Trivanadium sulfide

Identifiers
- 3D model (JSmol): Interactive image;

Properties
- Chemical formula: SV_{3}
- Molar mass: 184.88 g·mol^{−1}
- Appearance: metallic needles
- Melting point: 1,360 °C (2,480 °F; 1,630 K)

= Trivanadium sulfide =

Trivanadium sulfide is a metal rich sulfide of vanadium with chemical formula V_{3}S. It is metallic in appearance and conductivity.

==Properties==
V_{3}S melts around 1360°C.

V_{3}S forms a eutectic mixture with vanadium with a composition in atom %: V 82.2%, S 17.8% melting at 1312°C.
Although metallic, V_{3}S is not known to be a superconductor.

==Structure==
V_{3}S is dimorphous.

=== Alpha form ===
The alpha form α-V_{3}S is stable over 950°C but can be quenched to a metastable state at room temperature. The crystals form in the body-centred tetragonal system with space group I2m with the unit cell dimensions: a = 9.470 c = 5.589 Å and unit cell volume of 501.2 Å^{3} with eight formula units per cell. Its density is 5.895 tonnes/m^{3}.

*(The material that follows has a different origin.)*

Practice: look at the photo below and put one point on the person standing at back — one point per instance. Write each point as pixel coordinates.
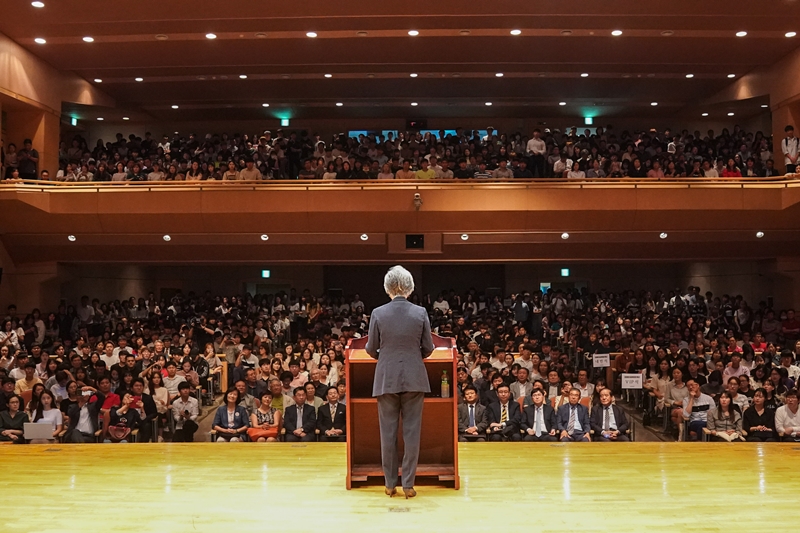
(400, 338)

α-V_{3}S is the prototype for a crystal structure type that includes AuPb_{3}, Zr_{3}Ir, Mo_{3}P, and Ta_{3}P.

=== Beta form ===
The beta form β-V_{3}S is stable below 825°C. The crystals form in the tetragonal system with space group P4_{2}/nbc with the unit cell dimensions a = 9.381 c = 5.939 Å, also with eight formulae per unit cell. Density is 5.939 tonnes/m^{3}.

β-V_{3}S is the prototype for a crystal structure type that includes Ta_{3}P.